Bush Hamdan

Miami Dolphins
- Title: Quarterbacks coach

Personal information
- Born: February 10, 1986 (age 40) Kuwait City, Kuwait
- Listed height: 6 ft 0 in (1.83 m)
- Listed weight: 191 lb (87 kg)

Career information
- Position: Quarterback (No. 3)
- High school: Bishop O'Connell
- College: Boise State (2004–2008)

Career history
- Colorado (2009) Student assistant; Maryland (2010) Offensive coaching intern; Sacramento State (2011) Tight ends coach; Florida (2012) Wide receivers coach; Arkansas State (2013) Co-offensive coordinator & quarterbacks coach; Davidson (2014) Offensive coordinator & quarterbacks coach; Washington (2015–2016); Offensive quality control coach (2015); ; Wide receivers coach & passing game coordinator (2016); ; ; Atlanta Falcons (2017) Quarterbacks coach; Washington (2018–2019) Offensive coordinator & quarterbacks coach; Missouri (2020–2022); Wide receivers coach & quarterbacks coach (2020–2021); ; Quarterbacks coach (2022); ; ; Boise State (2023) Offensive coordinator & quarterbacks coach; Kentucky (2024–2025) Offensive coordinator & quarterbacks coach; Miami Dolphins (2026–present) Quarterbacks coach;

= Bush Hamdan =

American football player and coach (born 1986)

Bush Hamdan (born February 10, 1986) is an American professional football coach and former quarterback who is currently the quarterbacks coach for the Miami Dolphins of the National Football League (NFL). He played college football at Boise State, but never played professionally. He previously held multiple offensive coaching positions at various colleges, with his last position being the offensive coordinator and quarterbacks coach at the University of Kentucky.

== Playing career ==
Hamdan was a quarterback at Boise State from 2004 to 2008. He graduated from Boise State in 2008 with a degree in communications.

== Coaching career ==
After his playing career ended, he joined the coaching staff at Colorado in 2009 as a student assistant. He also had stints at Maryland, Sacramento State, and Florida before his first coordinator job.

He was named the co-offensive coordinator and quarterbacks coach at Arkansas State in 2013, reuniting with his offensive coordinator and position coach in college, Bryan Harsin. He was not one of the assistants brought over to Boise State when Harsin was named the head coach of the program in 2014, and instead accepted a position as the offensive coordinator and quarterbacks coach at Davidson College in 2014.

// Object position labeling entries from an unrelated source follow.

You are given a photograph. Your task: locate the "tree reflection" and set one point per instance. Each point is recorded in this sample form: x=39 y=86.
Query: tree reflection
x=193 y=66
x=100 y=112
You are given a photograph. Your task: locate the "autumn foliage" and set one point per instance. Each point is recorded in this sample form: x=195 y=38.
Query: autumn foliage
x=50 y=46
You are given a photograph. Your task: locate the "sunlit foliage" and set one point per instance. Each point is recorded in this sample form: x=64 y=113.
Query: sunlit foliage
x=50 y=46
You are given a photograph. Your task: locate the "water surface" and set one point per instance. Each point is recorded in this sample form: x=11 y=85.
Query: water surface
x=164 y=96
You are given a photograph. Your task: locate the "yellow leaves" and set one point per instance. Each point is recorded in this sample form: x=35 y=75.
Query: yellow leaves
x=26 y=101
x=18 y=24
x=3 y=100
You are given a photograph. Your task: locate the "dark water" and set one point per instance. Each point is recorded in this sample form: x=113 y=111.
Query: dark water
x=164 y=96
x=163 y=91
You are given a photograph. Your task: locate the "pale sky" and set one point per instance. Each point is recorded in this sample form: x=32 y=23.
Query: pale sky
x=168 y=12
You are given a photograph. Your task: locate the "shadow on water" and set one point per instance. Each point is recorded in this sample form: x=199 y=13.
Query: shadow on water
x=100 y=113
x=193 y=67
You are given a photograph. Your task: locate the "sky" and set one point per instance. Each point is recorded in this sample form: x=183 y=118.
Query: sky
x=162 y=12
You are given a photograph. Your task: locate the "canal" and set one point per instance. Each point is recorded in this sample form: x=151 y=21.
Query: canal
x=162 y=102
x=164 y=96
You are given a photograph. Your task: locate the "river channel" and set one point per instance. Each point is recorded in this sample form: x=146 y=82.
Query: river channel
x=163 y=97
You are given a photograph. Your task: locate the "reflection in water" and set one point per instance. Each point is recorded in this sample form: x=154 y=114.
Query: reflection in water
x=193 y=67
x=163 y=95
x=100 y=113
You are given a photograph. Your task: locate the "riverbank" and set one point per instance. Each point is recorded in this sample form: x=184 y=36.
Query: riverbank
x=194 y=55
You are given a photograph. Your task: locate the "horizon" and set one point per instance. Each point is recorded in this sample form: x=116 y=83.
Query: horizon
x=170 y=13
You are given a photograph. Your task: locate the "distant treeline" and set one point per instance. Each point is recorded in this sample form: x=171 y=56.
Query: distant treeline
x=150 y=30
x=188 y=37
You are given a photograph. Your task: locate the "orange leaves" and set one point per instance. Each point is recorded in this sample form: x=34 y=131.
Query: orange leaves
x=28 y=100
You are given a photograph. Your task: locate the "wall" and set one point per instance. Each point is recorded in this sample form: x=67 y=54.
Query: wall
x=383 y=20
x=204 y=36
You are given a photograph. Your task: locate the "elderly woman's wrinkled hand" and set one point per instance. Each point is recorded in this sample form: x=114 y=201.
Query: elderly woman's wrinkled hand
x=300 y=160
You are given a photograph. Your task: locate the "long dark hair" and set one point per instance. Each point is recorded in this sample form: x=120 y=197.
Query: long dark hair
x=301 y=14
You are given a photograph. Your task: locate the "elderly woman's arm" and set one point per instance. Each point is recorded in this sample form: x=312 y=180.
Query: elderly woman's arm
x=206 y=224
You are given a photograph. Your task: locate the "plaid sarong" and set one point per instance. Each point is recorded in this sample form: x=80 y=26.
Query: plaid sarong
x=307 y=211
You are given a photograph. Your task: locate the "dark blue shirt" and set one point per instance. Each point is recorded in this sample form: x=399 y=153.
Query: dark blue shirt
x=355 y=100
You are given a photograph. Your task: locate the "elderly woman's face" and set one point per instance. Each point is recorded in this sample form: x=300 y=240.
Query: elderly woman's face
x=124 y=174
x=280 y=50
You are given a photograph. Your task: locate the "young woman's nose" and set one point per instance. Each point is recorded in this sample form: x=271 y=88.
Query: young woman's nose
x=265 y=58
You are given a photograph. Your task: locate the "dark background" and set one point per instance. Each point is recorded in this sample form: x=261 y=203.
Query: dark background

Hamdan joined the coaching staff at Washington in 2015 as a quality control coach before being promoted to wide receivers coach and passing game coordinator in 2016. He spent 2017 with the Atlanta Falcons as their quarterbacks coach before rejoining the coaching staff at Washington in 2018 as the Huskies offensive coordinator & quarterbacks coach. He was fired on December 22, 2019, hours after the team's victory in the Las Vegas Bowl.

Hamdan was named to Eliah Drinkwitz's coaching staff at Missouri in 2020.

Hamdan was hired as the OC of his alma mater Boise State's football team in December 2022.

Hamdan was hired as the offensive coordinator and quarterbacks coach of the Kentucky Wildcats football team on February 14, 2024.

On December 10, 2025, Mississippi State head coach Jeff Lebby announced the addition of Bush Hamdan as associate head coach for offense.

On February 13, 2026, the Miami Dolphins hired Hamdan as their quarterbacks coach under new head coach, Jeff Hafley.

== Personal life ==
Born in Kuwait City, Hamdan is of Palestinian descent and his mother was from Pakistan. He and his family lived in Kuwait and were on vacation in San Diego when Iraq invaded Kuwait in 1991. The Hamdans stayed in the United States and eventually settled in Gaithersburg, Maryland. Hamdan's brother Gibran was a seventh round draft selection in the 2003 NFL draft and was a journeyman quarterback throughout his career.